12  Master BMF

The Master BMF is a single-row-per-EIN view consolidating every nonprofit ever observed across both the current monthly IRS BMF pipeline and the legacy NCCS 501CX-NONPROFIT-PX pipeline. It is a derived artifact — the per-vintage processed CSVs remain the source of truth for historical detail.

12.1 Motivation

The processed BMF outputs are vintage-specific: there is one CSV per month (current) and one CSV per scraped legacy snapshot (1989–2016). For many downstream uses — particularly geocoding — what matters is “every EIN that has ever been a recognized nonprofit, with its most recent address.” Stacking 100+ vintages and deduplicating to one row per EIN is exactly that view.

12.2 Schema

The Master BMF has the union of the current and legacy processed schemas, plus seven new columns that describe each EIN’s appearance across vintages:

Column Type Description
bmf_source char current or legacy — pipeline that produced the surviving record
bmf_vintage_ym char(7) YYYY-MM of the vintage providing the surviving row (= last_vintage_ym)
first_vintage_ym char(7) Earliest vintage (YYYY-MM) in which the EIN was observed
last_vintage_ym char(7) Latest vintage (YYYY-MM) in which the EIN was observed
first_year_in_bmf int YEAR(first_vintage_ym) — convenience for filtering
last_year_in_bmf int YEAR(last_vintage_ym)
bmf_vintages_observed int Count of vintages in which this EIN appeared (≥ 1)

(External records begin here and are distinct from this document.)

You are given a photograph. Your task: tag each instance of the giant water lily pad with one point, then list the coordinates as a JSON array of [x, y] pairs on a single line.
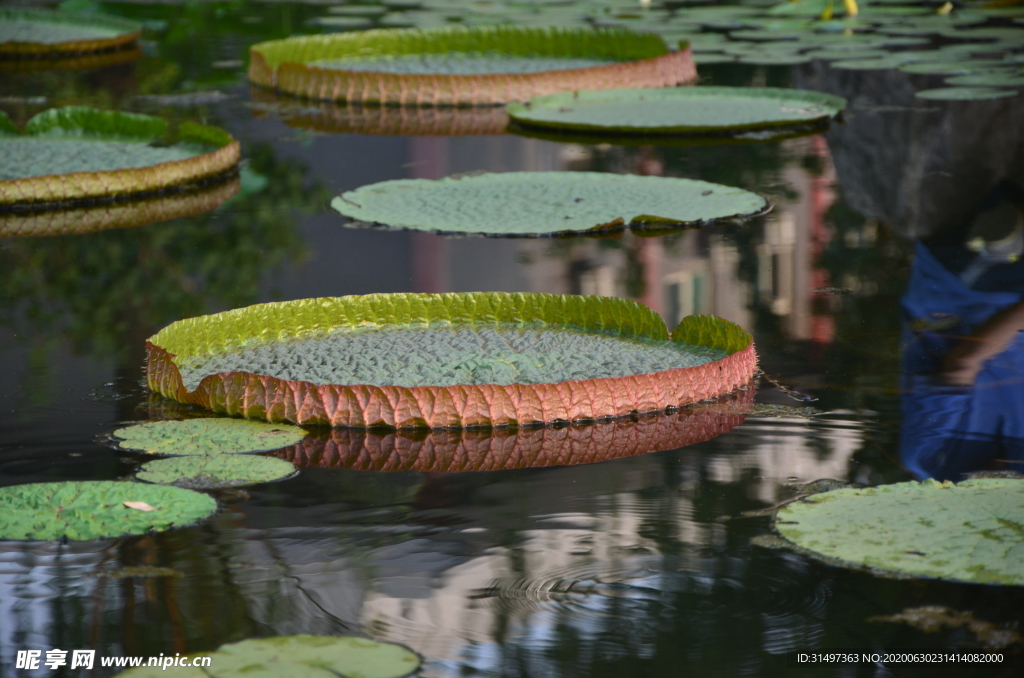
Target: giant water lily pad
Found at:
[[677, 110], [207, 436], [96, 509], [207, 472], [465, 66], [452, 359], [969, 532], [534, 204], [34, 33], [75, 155], [297, 657]]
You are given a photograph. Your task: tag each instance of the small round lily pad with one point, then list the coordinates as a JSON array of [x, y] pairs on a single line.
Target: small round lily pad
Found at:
[[207, 436], [970, 532], [291, 657], [36, 33], [207, 472], [537, 204], [77, 155], [96, 509], [966, 93], [677, 110]]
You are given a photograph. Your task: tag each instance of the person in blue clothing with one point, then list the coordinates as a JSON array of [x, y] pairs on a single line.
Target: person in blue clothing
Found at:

Columns from the legacy slim per-vintage schema that don’t exist in the current schema are filled with NULL for current-sourced rows, and vice versa. DuckDB’s union_by_name handles this automatically.

12.3 Dedup logic

ROW_NUMBER() OVER (
  PARTITION BY ein
  ORDER BY bmf_vintage_ym DESC, bmf_source ASC
) = 1

For each EIN, keep the row from the newest vintage. When the same vintage_ym appears in both pipelines (the 2014–2016 overlap window where current-IRS extracts and NCCS legacy snapshots both exist), the current pipeline wins because its schema is richer (full IRS BMF fields vs. NCCS-curated subset).

'current' < 'legacy' alphabetically, so bmf_source ASC is the correct tiebreaker.

12.4 Inputs

The build reads CSVs directly from S3 via DuckDB’s httpfs extension:

Pattern Source
s3://nccsdata/processed/bmf/YYYY_MM/bmf_YYYY_MM_processed.csv current
s3://nccsdata/processed/bmf-legacy/YYYY_MM/bmf_legacy_YYYY_MM_processed.csv legacy

Both come from the existing pipelines (run_pipeline.R and run_legacy_pipeline.R respectively) and are not regenerated by the master build — Master is purely a stack-and-dedup over their outputs.

12.5 Outputs

Local path S3 path
data/master/bmf_master.parquet s3://nccsdata/master/bmf/bmf_master.parquet
data/master/bmf_master.csv s3://nccsdata/master/bmf/bmf_master.csv
data/master/bmf_master_data_dictionary.csv s3://nccsdata/master/bmf/bmf_master_data_dictionary.csv
data/quality/bmf_master_quality_report.json s3://nccsdata/master/bmf/bmf_master_quality_report.json

The parquet is zstd-compressed for distribution efficiency. The CSV is the same rows, useful for spreadsheet tools.

12.6 Quality checks

Reported by R/quality/master_post_checks.R:

  • total_rows == distinct_eins (hard gate — must hold or the build fails)
  • Rows by bmf_source
  • Histogram of bmf_vintage_ym (which vintages contributed surviving rows)
  • Year range over first_year_in_bmf and last_year_in_bmf
  • Distribution of bmf_vintages_observed
  • Per-column non-null percentage

12.7 Update cadence

Rebuild the Master BMF after each new monthly current BMF lands. The legacy half is static (no new vintages will be produced), so the incremental cost each month is reading one new monthly CSV plus restacking everything else. With DuckDB on a c5.18xlarge, the full build runs in a few minutes — there is no need for an incremental strategy.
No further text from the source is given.